Hadoop’s promise was more directional and to be fair a very early offering from a product still in beta. Microsoft won the day by not only talking about integrated apps using the Azure platform as the integrating agent but actually showing how it was done.
As for the Salesforce and Oracle press conference statements, there is a long road to go in terms of technology, marketing and product culling before with one click you will select and install Oracle financials using Salesforce’s Force.com app marketplace. Here’s the rundown.
Hortonworks is leading the charge in taking Hadoop from an interesting open-source big data infrastructure product (catalog all the pages on the World Wide Web, etc.) to a fundamental piece of enterprise architecture. The model that Hortonworks promotes is to put Hadoop (in its purest form according to the Hortonworks folks) on an equal footing with a company’s traditional data resources (RDBMS,OLAP,OLTP) to create applications that are both data driven and socially aware.
The idea that you can create applications that encompass the entire view of company operations and customer interactions has long been an enterprise goal. But it’s been largely unreachable with the existence of multiple data stores and software-as-a-service applications operating outside the corporate infrastructure. I’d give Hortonworks and Hadoop high marks for the big vision and a wait-and-see attitude if they can make it happen.
I went to Microsoft Build expecting it to be mostly a mea culpa for a muffed Windows 8 delivery. I use Windows 8 and honestly having or not having the Windows Start button in the same old place is not a big deal after about 10 minutes of use.
However, the developer crowd cheered the return of the button, so I won’t push the point. It was during one of those all-morning keynote long marches of demos and dry speeches that Scott Guthrie, Microsoft’s corporate president of Windows Azure, did what technology keynoters are supposed to do. He presented traditional sticky problems for system integrators—creating authentication systems that work between on-premises and cloud apps, integrating complicated traditional vendor stacks like SAP into Web-based service.
Then he demonstrated how Microsoft now has tools to ease and speed that integration. These services are really worth investigating in if you are a systems integrator or a corporate app developer. Microsoft does its best when it is solving real problems and staying a bit removed from the vision thing (just not in the company’s DNA), and Guthrie delivered.
Then there was the Larry Ellison and Marc Benioff’s announcement of a supposed technology détente. Marc promised to base his company on Oracle’s database technology essentially forever. Larry promised that Oracle would start using Salesforce.com internally.
Both companies promised to do the hard work of integrating each other’s applications instead of leaving a tangled heap for customers to untangle.
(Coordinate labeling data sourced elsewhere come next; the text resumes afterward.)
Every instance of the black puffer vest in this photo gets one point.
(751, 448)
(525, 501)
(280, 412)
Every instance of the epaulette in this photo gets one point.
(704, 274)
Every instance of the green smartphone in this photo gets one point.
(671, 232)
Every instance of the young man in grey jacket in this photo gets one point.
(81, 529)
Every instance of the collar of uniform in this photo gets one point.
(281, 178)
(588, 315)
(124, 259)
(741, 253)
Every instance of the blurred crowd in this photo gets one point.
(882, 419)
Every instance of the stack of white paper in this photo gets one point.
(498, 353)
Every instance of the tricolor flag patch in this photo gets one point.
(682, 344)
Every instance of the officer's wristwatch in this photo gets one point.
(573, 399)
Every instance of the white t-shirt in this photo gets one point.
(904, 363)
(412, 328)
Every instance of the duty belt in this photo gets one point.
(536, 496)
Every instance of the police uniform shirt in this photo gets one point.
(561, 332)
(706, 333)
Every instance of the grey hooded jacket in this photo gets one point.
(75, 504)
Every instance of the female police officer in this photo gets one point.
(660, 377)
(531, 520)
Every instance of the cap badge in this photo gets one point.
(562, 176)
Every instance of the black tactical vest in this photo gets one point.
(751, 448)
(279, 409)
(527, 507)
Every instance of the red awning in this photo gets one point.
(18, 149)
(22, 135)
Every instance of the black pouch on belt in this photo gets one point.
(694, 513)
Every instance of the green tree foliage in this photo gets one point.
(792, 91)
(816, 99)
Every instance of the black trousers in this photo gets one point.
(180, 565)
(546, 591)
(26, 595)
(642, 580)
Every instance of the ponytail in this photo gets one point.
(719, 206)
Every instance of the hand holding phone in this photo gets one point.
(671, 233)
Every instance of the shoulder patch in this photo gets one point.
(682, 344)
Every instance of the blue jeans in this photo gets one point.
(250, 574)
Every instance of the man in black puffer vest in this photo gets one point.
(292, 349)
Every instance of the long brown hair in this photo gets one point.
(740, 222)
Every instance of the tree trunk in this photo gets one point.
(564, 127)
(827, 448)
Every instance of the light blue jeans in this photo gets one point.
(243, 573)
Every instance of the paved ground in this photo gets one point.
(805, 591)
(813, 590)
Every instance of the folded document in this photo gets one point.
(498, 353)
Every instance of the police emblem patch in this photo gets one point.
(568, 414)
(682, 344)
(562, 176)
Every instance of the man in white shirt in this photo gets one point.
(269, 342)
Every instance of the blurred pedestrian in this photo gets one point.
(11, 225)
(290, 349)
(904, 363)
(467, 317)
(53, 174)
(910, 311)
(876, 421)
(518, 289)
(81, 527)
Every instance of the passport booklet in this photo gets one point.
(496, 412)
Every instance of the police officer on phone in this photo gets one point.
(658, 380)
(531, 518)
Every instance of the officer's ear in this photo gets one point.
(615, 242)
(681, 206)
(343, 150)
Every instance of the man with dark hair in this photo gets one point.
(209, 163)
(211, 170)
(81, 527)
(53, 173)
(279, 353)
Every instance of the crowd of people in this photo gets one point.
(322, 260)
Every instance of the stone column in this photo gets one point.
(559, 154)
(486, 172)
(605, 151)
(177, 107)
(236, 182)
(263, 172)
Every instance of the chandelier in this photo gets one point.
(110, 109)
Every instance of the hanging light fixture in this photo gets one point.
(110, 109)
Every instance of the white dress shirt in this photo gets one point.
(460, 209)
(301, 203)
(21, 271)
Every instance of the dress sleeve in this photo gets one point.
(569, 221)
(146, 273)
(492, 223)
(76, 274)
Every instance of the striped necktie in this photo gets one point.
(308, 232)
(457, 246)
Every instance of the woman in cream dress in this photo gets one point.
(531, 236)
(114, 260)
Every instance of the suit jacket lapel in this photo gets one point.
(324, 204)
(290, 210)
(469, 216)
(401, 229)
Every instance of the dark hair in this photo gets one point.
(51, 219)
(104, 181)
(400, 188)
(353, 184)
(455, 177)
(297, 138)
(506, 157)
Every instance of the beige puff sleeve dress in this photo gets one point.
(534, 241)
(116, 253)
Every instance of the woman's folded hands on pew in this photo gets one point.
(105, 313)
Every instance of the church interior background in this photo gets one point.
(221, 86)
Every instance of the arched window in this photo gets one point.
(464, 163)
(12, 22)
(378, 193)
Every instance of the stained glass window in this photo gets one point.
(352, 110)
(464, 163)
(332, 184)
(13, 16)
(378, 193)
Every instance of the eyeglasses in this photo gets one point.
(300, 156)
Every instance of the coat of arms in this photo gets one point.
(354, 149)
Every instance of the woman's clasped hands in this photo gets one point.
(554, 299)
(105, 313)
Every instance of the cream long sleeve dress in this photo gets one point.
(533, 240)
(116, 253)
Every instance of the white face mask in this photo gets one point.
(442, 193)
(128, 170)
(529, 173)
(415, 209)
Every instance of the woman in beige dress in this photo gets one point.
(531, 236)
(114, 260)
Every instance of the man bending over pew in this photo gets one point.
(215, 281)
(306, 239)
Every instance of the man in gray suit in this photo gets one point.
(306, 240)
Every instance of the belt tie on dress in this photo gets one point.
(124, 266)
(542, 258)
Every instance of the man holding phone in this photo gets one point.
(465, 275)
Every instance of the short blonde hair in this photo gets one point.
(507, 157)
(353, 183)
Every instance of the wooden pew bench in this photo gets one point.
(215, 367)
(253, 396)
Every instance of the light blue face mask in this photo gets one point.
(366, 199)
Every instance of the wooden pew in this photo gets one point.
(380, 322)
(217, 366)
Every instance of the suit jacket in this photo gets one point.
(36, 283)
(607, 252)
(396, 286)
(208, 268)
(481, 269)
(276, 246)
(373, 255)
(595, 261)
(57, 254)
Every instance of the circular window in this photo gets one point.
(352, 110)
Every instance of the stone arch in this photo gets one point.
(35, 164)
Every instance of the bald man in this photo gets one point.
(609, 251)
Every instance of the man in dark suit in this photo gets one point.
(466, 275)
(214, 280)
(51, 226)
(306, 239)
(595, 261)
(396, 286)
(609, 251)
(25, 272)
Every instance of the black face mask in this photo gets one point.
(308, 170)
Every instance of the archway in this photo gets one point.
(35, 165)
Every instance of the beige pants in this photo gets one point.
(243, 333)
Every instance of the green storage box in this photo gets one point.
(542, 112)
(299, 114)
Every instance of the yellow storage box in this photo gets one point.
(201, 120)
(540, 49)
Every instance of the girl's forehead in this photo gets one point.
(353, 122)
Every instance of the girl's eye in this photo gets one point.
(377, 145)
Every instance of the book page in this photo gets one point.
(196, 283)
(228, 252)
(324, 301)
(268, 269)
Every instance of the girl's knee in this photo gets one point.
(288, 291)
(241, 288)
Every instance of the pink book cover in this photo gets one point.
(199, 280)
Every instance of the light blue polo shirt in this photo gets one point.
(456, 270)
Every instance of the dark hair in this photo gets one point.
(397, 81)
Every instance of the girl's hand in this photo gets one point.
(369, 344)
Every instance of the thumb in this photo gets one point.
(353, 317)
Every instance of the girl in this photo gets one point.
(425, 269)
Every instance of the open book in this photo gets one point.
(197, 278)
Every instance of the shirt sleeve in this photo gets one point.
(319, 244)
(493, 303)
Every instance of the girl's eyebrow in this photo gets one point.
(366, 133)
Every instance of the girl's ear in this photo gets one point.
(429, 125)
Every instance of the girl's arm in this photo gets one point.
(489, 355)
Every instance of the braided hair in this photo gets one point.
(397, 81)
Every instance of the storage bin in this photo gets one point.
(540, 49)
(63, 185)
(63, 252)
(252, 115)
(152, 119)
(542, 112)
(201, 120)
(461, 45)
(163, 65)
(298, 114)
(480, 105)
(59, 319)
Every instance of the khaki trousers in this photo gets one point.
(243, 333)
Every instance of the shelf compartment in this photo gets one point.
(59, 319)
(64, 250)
This one will take time to play out.
Will Oracle now adopt cloud-type pricing and servicing for its product line? Does it forget the $5.8 billion it spent for Siebel Systems? Does Marc also change the underpinnings of Database.com? This integration will take more than a teleconference to find success.
Eric Lundquist is a technology analyst at Ziff Brothers Investments, a private investment firm. Lundquist, who was editor-in-chief at eWEEK (previously PC WEEK) from 1996-2008, authored this article for eWEEK to share his thoughts on technology, products and services. No investment advice is offered in this article. All duties are disclaimed. Lundquist works separately for a private investment firm which may at any time invest in companies whose products are discussed in this article and no disclosure of securities transactions will be made.